Friday, October 28

Kaboom

Those who have followed this blog know that I live amongst horses. This story doesn’t involve horses, but cows.

When I was about 18 years old, I had been working at a television station in Fresno for roughly a year. During one summer the station’s owner, a well-known cattle and cotton baron in the San Joaquin Valley, sent his grandson to the station to get some work experience. The kid was about my age, and we connected immediately. Since we were both unpredictable (even though I was dedicated to being responsible), we decided that the TV station’s elaborate chemistry set was way underutilized.
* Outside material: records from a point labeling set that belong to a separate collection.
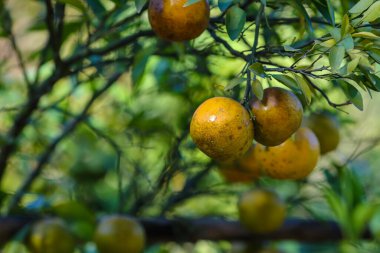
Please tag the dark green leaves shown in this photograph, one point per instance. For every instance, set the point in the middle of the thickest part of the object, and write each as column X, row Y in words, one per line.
column 235, row 20
column 353, row 95
column 258, row 69
column 234, row 83
column 224, row 4
column 372, row 13
column 302, row 11
column 336, row 57
column 75, row 4
column 361, row 6
column 326, row 9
I have no idea why a TV station had such a thing as a chemistry set, but that’s irrelevant. We read up on rockets, and decided to make one. We wrapped several layers of newspaper around a broomstick and secured it with masking tape. That made a sturdy and lightweight rocket body. We slipped the tube off and attached an aluminum foil nose cone.

The chemistry set provided all the necessary ingredients to make, essentially, gunpowder. We packed the paper tube with our mix, went out behind the studio to its manure pile (remember, the owner of the place had plenty of manure for gardening around the station), then carved a groove in the pile, placed a broken fluorescent light tube in the groove, put our rocket in the tube, and made a fuse out of a long string of crumpled newspaper.

It was early afternoon when we set a match to the fuse and were thrilled to see our rocket shoot out across the empty fields surrounding the TV station. It must have gone a thousand feet! Cool!

We made more rockets that afternoon and adjusted our manure-pile-fluorescent-tube groove to get more elevation. More successful launches only fed our desire to achieve more-spectacular results. As evening approached, we weren’t sure we would be able to see where our rockets were going, so I had the idea that we needed a tracer, something that would illuminate our rocket in flight when it was dark. Aha! Add some powdered magnesium to the mix. Magnesium burns hot and very bright. So our last rocket of the day had its usual gunpowder mix plus magnesium.

It was probably 7 or 8 o’clock when we launched it. Actually, it didn’t launch—it exploded! Turns out that magnesium powder burns really quick, and instead of the steady burn of our gunpowder mix, we had made a bomb. A really loud bomb. The manure pile, our faithful launch pad, was blown to oblivion and within an hour the sheriff was at the TV station, asking if we knew anything about the huge explosion that had the neighborhood in turmoil.

Denial was rampant. The on-duty director of programming pleaded ignorance of even hearing the explosion. The owner’s grandson had driven off in his expensive car, and I was only a low-level kid, obviously innocent.

A few days later the manure pile was replenished by the owner’s ranch hands.

1 comment:

Agneta and David said...

... and there was the time when I talked my cousin into flying off the garage roof. We were both "wearing" newspaper wings. No explosion, just a big (or two) THUDS!